What is at peril is the environment that humans live in.
Very good point. Please forgive my hyperbole with "doom" – but I would still maintain my point, just worded more like:
"I just have a hard time conceiving of the idea that a world that has survived this long, shrugged off countless volcanic eruptions, meteor strikes, massive unchecked wildfires, etc is now suddenly on the brink of catastrophe for humans
because of the internal combustion engine and the like."
Perhaps it's a product of my over-active imagination… or just seeing too many sci-fi movies… but I like to imagine what it would have been like if our civilization had developed to current levels before the last ice age.
Can't you just picture the emotional and hand-wringing debates going on in the UN and in congress and parliaments around the world – passing resolutions demanding that we double our greenhouse gas emissions in 10 years, mandating that vehicles get rid of their catalytic converters and decrease their gas mileage to 'improve' the output of the greenhouse gasses so necessary to preserving our way of life.

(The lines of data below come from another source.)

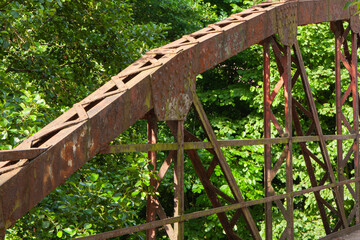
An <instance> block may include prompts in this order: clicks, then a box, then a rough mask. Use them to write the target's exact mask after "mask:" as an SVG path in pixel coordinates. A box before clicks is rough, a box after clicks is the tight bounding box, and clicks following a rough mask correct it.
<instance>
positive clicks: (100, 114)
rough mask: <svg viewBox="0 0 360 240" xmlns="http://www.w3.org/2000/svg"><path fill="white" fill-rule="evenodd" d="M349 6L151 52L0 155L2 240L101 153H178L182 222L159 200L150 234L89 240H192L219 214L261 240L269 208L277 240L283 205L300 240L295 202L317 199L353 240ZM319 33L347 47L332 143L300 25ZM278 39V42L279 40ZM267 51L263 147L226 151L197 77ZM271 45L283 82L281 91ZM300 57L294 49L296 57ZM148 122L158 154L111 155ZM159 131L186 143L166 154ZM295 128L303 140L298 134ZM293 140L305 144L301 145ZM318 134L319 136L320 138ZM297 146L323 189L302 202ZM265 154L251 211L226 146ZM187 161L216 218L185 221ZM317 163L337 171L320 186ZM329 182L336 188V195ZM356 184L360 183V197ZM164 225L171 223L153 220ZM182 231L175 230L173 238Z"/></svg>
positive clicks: (154, 154) (294, 15) (153, 198)
mask: <svg viewBox="0 0 360 240" xmlns="http://www.w3.org/2000/svg"><path fill="white" fill-rule="evenodd" d="M345 3H346V1H343V0H326V1H324V0H299V1H285V2H263V3H261V4H258V5H256V6H254V7H252V8H250V9H248V10H245V11H243V12H241V13H237V14H233V15H232V16H230V17H229V18H227V19H224V20H222V21H220V22H218V23H214V24H211V25H209V26H208V27H206V28H204V29H202V30H199V31H197V32H195V33H192V34H190V35H186V36H183V37H182V38H181V39H179V40H177V41H175V42H173V43H170V44H168V45H165V46H163V47H160V48H158V49H154V50H151V51H149V52H148V53H146V54H145V55H144V56H143V57H141V58H140V59H139V60H138V61H136V62H135V63H133V64H132V65H130V66H129V67H128V68H126V69H124V70H123V71H122V72H120V73H119V74H118V75H116V76H114V77H112V78H111V80H110V81H109V82H108V83H106V84H105V85H103V86H102V87H101V88H99V89H98V90H97V91H95V92H94V93H92V94H91V95H89V96H88V97H87V98H85V99H84V100H82V101H81V102H79V103H77V104H75V105H74V106H73V107H72V108H71V109H70V110H69V111H67V112H66V113H64V114H63V115H62V116H60V117H59V118H57V119H55V120H54V121H53V122H51V123H50V124H49V125H47V126H46V127H44V128H43V129H42V130H40V131H39V132H38V133H36V134H35V135H33V136H31V137H29V138H28V139H27V140H25V141H24V142H23V143H21V144H20V145H19V146H18V147H16V148H15V149H14V150H9V151H0V237H1V234H2V233H3V232H4V231H3V229H6V228H9V227H11V226H12V225H13V224H14V223H15V221H16V220H17V219H19V218H20V217H21V216H23V215H24V214H25V213H26V212H27V211H28V210H30V209H31V208H32V207H33V206H35V205H36V204H37V203H38V202H39V201H40V200H41V199H43V198H44V197H45V196H46V195H47V194H49V193H50V192H51V191H52V190H53V189H55V188H56V187H57V186H59V185H60V184H62V183H64V181H65V180H66V179H67V178H68V177H69V176H70V175H71V174H72V173H74V172H75V171H76V170H77V169H78V168H80V167H81V166H82V165H83V164H84V163H85V162H86V161H88V160H89V159H90V158H91V157H93V156H95V155H96V154H98V153H111V152H127V151H149V159H150V161H151V163H152V164H153V165H154V166H156V164H157V162H156V154H155V151H161V150H170V152H169V155H168V157H167V158H166V159H165V160H164V162H163V164H162V166H161V167H160V170H159V174H158V175H159V179H160V180H161V179H162V178H163V177H164V175H165V173H166V172H167V170H168V169H169V166H170V164H172V163H174V165H175V176H174V182H175V188H176V189H175V190H176V191H175V198H174V199H175V206H176V208H175V215H174V217H172V218H167V217H166V214H165V212H164V211H163V209H162V206H161V204H160V201H159V199H157V198H156V197H155V196H149V197H148V208H149V209H148V218H147V220H148V223H146V224H144V225H140V226H135V227H131V228H126V229H122V230H115V231H113V232H109V233H104V234H99V235H96V236H90V237H85V238H84V239H105V238H108V237H113V236H120V235H123V234H128V233H132V232H135V231H142V230H148V231H147V233H148V234H147V236H148V237H147V239H155V228H157V227H159V226H165V229H166V231H167V233H168V235H169V237H170V239H183V237H184V224H183V222H184V221H186V220H189V219H193V218H197V217H202V216H207V215H210V214H217V216H218V217H219V220H220V222H221V224H222V226H223V228H224V231H225V232H226V234H227V236H228V238H229V239H239V237H238V236H237V235H236V234H235V232H234V230H233V226H234V224H235V223H236V222H237V221H238V219H239V218H243V219H244V220H245V222H246V223H247V225H248V229H249V231H250V233H251V234H252V236H253V238H254V239H261V237H260V234H259V230H258V229H257V225H256V223H255V221H254V219H253V217H252V216H251V212H250V210H249V206H253V205H255V204H261V203H265V212H266V220H265V221H266V227H267V228H266V238H267V239H272V207H273V206H276V207H278V208H279V210H280V211H281V212H282V214H283V216H284V219H285V220H286V221H287V226H286V227H285V229H284V232H283V234H282V236H281V239H285V238H286V239H293V238H294V217H293V199H294V197H295V196H299V195H301V194H305V193H310V192H313V193H314V194H315V199H316V201H317V205H318V208H319V212H320V215H321V218H322V221H323V224H324V229H325V231H326V234H331V232H334V231H335V232H336V231H338V230H339V229H341V228H343V229H345V230H346V231H348V229H350V228H349V224H350V223H351V220H352V219H353V218H354V217H355V222H356V224H359V223H360V216H359V211H358V209H359V200H360V189H359V187H360V184H359V181H358V180H359V179H358V178H359V177H360V176H359V174H360V172H359V171H360V169H359V167H360V166H359V126H358V125H359V120H358V118H359V102H358V101H357V99H359V95H358V82H357V76H358V74H359V73H357V56H356V50H357V33H359V28H360V24H359V18H358V16H353V14H354V13H355V10H356V9H354V8H350V9H345V8H344V6H345ZM343 21H349V22H350V25H349V27H347V28H346V29H344V28H343ZM320 22H331V28H332V30H333V32H334V34H335V40H336V41H335V42H336V46H335V48H336V53H335V56H336V59H335V72H336V106H337V118H336V119H337V120H336V121H337V135H328V136H325V135H323V133H322V129H321V126H320V121H319V118H318V115H317V110H316V106H315V102H314V99H313V96H312V93H311V89H310V84H309V81H308V79H307V76H306V71H305V66H304V63H303V60H302V57H301V52H300V47H299V46H298V44H297V41H296V29H297V26H298V25H306V24H312V23H320ZM275 34H277V36H278V38H279V41H278V40H276V38H275V37H274V35H275ZM348 34H351V47H350V48H349V46H347V41H345V40H344V39H346V36H347V35H348ZM260 42H261V43H262V45H263V47H264V50H263V55H264V58H263V61H264V139H243V140H223V141H219V140H217V139H216V136H215V134H214V131H213V129H212V128H211V126H210V123H209V121H208V119H207V116H206V113H205V112H204V110H203V108H202V106H201V103H200V101H199V99H198V97H197V95H196V92H195V90H196V86H195V77H196V76H197V75H198V74H200V73H202V72H204V71H206V70H208V69H210V68H212V67H214V66H216V65H217V64H219V63H221V62H222V61H224V60H226V59H228V58H230V57H232V56H234V55H236V54H238V53H239V52H241V51H243V50H244V49H246V48H248V47H250V46H252V45H254V44H257V43H260ZM270 46H271V49H272V50H273V52H274V56H275V61H276V63H277V66H278V70H279V72H280V76H281V78H280V79H279V81H278V83H277V84H276V85H275V86H274V87H273V89H272V90H271V86H270ZM291 48H293V52H294V54H293V55H292V53H291ZM341 50H343V53H342V51H341ZM291 61H293V62H294V63H295V65H296V68H297V69H296V71H295V72H294V75H293V76H292V75H291ZM340 62H341V63H342V64H343V66H344V67H345V68H346V69H347V70H348V72H349V74H350V76H351V77H350V78H351V83H350V85H349V87H348V88H347V90H346V91H345V92H344V93H342V92H341V76H340V68H341V64H340ZM299 77H300V78H301V81H302V85H303V88H304V93H305V98H306V101H307V106H306V107H305V106H303V105H301V104H300V101H298V100H296V99H294V98H293V97H292V95H291V90H292V86H293V85H294V84H295V82H296V81H297V79H298V78H299ZM281 88H283V89H284V94H285V95H284V99H285V102H284V106H285V114H284V116H283V117H284V120H285V121H284V123H285V125H284V127H283V126H281V124H280V123H279V121H278V119H277V118H276V117H275V115H274V114H273V112H272V111H271V103H272V102H273V100H274V98H275V97H276V95H277V93H278V92H279V91H280V89H281ZM350 96H351V97H352V99H355V100H356V101H352V108H353V119H352V121H350V120H348V119H346V118H345V116H344V114H343V113H342V112H341V107H342V106H343V104H344V103H345V102H346V101H347V99H348V98H349V97H350ZM192 104H193V106H194V108H195V110H196V112H197V114H198V116H199V119H200V122H201V123H202V125H203V128H204V130H205V133H206V135H207V137H208V139H209V140H210V142H202V141H200V140H199V139H197V138H196V137H195V136H193V135H192V134H191V133H190V132H188V131H187V130H184V120H185V119H186V115H187V113H188V112H189V110H190V108H191V106H192ZM298 111H301V113H302V114H304V115H305V116H307V117H308V118H309V119H310V120H311V121H312V124H311V126H310V128H309V129H308V130H307V131H304V129H303V126H301V124H300V121H299V113H298ZM144 116H147V117H149V116H151V118H148V119H149V135H148V140H149V142H148V143H149V144H145V145H136V146H135V145H127V146H108V144H109V142H110V141H112V140H113V139H114V138H115V137H117V136H118V135H119V134H121V133H122V132H123V131H124V130H126V129H127V128H129V127H130V126H131V125H133V124H134V123H135V122H136V121H137V120H140V119H143V118H144ZM155 117H156V119H155ZM160 120H166V121H169V122H168V125H169V127H170V129H171V131H172V132H173V134H174V136H175V137H176V139H177V142H176V143H167V144H155V143H156V137H155V136H156V133H155V129H156V127H155V125H156V121H160ZM350 122H351V124H350ZM271 124H273V126H274V127H275V128H276V130H277V132H278V135H279V136H280V137H279V138H271V132H270V129H271ZM292 126H294V130H295V131H292ZM343 127H345V128H346V129H347V130H348V132H349V133H348V134H347V135H343V132H342V130H341V129H342V128H343ZM293 132H294V133H296V136H292V134H293ZM313 133H315V134H316V136H310V135H311V134H313ZM333 139H336V140H337V144H338V147H337V151H338V159H339V161H338V162H337V164H338V165H337V166H338V172H337V177H338V178H339V179H338V180H339V182H337V179H336V174H335V172H334V170H333V167H332V165H331V161H330V157H329V154H328V152H327V149H326V143H325V141H327V140H333ZM344 139H353V144H352V147H351V148H350V149H349V150H348V151H347V152H346V153H345V154H343V148H342V142H343V140H344ZM308 141H317V142H318V143H319V146H320V149H321V153H322V159H319V158H318V157H316V156H315V154H313V153H312V152H311V151H310V150H309V149H308V147H307V142H308ZM294 143H299V144H300V147H301V151H302V154H303V156H304V160H305V164H306V167H307V172H308V175H309V178H310V181H311V184H312V188H310V189H305V190H302V191H297V192H294V191H293V179H292V171H293V169H292V149H293V145H294ZM255 144H264V145H265V156H264V157H265V174H264V182H265V198H263V199H256V200H251V201H245V200H244V199H243V196H242V194H241V192H240V190H239V188H238V186H237V183H236V180H235V178H234V177H233V175H232V172H231V169H230V167H229V165H228V163H227V161H226V159H225V156H224V154H223V153H222V151H221V147H224V146H243V145H255ZM271 144H284V150H283V152H282V154H281V156H280V158H279V159H277V161H276V162H275V164H272V163H271V159H272V156H271ZM200 148H205V149H207V150H208V151H209V152H210V153H211V154H212V155H213V156H214V158H213V160H212V161H211V163H210V166H209V168H208V169H206V168H204V166H203V163H202V162H201V159H200V157H199V155H198V154H197V152H196V150H195V149H200ZM184 151H186V152H187V154H188V156H189V158H190V160H191V161H192V163H193V166H194V168H195V171H196V173H197V175H198V176H199V178H200V180H201V182H202V184H203V185H204V189H205V192H206V193H207V195H208V197H209V198H210V201H211V203H212V205H213V207H214V208H213V209H209V210H206V211H201V212H195V213H190V214H184V204H183V203H184V189H183V183H184V172H183V171H184ZM344 155H345V156H344ZM350 156H353V159H354V166H353V167H354V170H355V178H352V179H350V177H349V176H345V174H344V171H343V167H344V166H345V165H346V164H347V162H349V159H350ZM312 161H315V162H316V163H317V164H319V165H320V166H321V168H323V169H324V170H325V171H326V173H325V174H324V176H323V177H322V178H321V179H316V177H315V174H314V168H313V166H312ZM284 163H285V164H284ZM217 165H220V167H221V170H222V172H223V173H224V177H225V178H226V180H227V183H228V185H229V187H230V189H231V191H232V195H233V196H229V195H227V194H225V193H224V192H222V191H221V190H219V189H218V188H216V187H215V186H214V184H213V183H212V182H211V181H210V180H209V179H210V176H211V175H212V173H213V172H214V169H215V167H216V166H217ZM284 165H286V166H285V168H286V178H287V181H286V182H287V183H286V193H284V194H280V195H279V194H278V195H276V193H275V191H274V189H273V187H272V180H273V179H274V177H275V176H276V173H277V172H278V171H279V169H280V168H281V167H284ZM326 182H330V184H327V185H325V184H326ZM151 183H152V185H153V187H154V188H155V189H157V188H158V187H159V184H160V181H156V180H155V179H153V181H151ZM349 183H355V190H354V189H352V188H351V187H350V185H349ZM327 188H332V191H333V194H334V198H333V202H334V203H335V204H336V207H333V206H332V205H331V204H330V203H328V202H326V201H325V200H324V199H323V198H322V197H321V195H320V191H321V190H323V189H327ZM344 189H348V191H350V193H351V194H352V196H353V198H354V199H355V202H356V204H355V206H354V208H353V210H352V211H351V212H350V213H349V214H348V216H346V214H345V211H344V206H343V204H344V201H343V192H344ZM219 198H222V199H224V200H226V201H227V202H229V203H230V205H228V206H222V205H221V203H220V201H219ZM281 200H284V201H285V202H286V204H285V205H284V204H283V202H284V201H281ZM272 203H274V205H273V204H272ZM326 208H327V209H326ZM230 210H236V212H235V214H234V215H233V216H231V217H232V218H231V219H230V220H229V215H227V214H226V213H225V212H226V211H230ZM329 211H330V212H333V213H334V214H335V215H336V216H337V217H338V218H337V220H338V222H337V224H336V225H335V226H334V227H333V228H331V227H330V224H329V220H328V216H327V212H329ZM155 215H157V216H158V217H159V218H160V220H158V221H154V220H155V219H156V218H155V217H156V216H155ZM171 224H174V227H172V226H171Z"/></svg>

… I particularly like to imagine these pre-Ice Age people sneering at anyone who selfishly drives one of those tiny high fuel efficiency cars for not caring about the planet!!
Anyway – I realize that's sheer fancy, but the part that isn't is the fact that in the last ice age, the city where I currently live (Spokane, WA) was hundreds of feet under glacial ice.
Even if we'd been around at the start of the Wisconsin Glaciation (Which spread ice down to 45 degrees North Latitude, and lowered sea levels by 120 miles) it's almost certain that all of our best effort to pump Co2 into the atmosphere would have made minimal-to-no difference, because the Ice Age was put into motion and sustained by
global, solar, and maybe even universal forces so powerful and broad in scope that it's difficult to imagine.
Jump forward how ever many thousands of years to the end of that ice age, and it's again difficult for to imagine how we humans could have stopped the retreat of those same glaciers.
My home town went from buried under the depths of the ice to now regularly getting up to 100 degrees in the summer. Global warming indeed! And happily so! For everyone who lives and farms here… and everyone that enjoys the best Apples in the world, grown right here in formerly ice covered Washington State.
Again – this is getting far longer than I intended… I guess I'm just saying that given the history of our planet and its cycles and the awesome forces that regularly alter its climate, I just don't think very highly of mankind's ability to alter these systems.
As you suggested Peter, if the current warming trend continues, plants and animals may indeed migrate to entirely new areas, new diseases will arise, and the coastline of our planet will change dramatically.
But how is that different than any other time in our world's history?
But let me close again by saying, I DO believe the vast majority of scientists when they say the Earth is warming – I believe we must continue to work on human pollution – I'm just a bit more humble about how much of a difference mighty humanity can make on world as vast and dynamic as ours.
Clean air, Clean water, preserve the rainforests… sign me up! Save the planet? After it's tried to kill us with all the hurricanes, earthquakes, wild fires, tsunamis, volcanoes, lightening strikes, hail, ice ages, diseases, and floods?!? This planet is on it's own, buddy!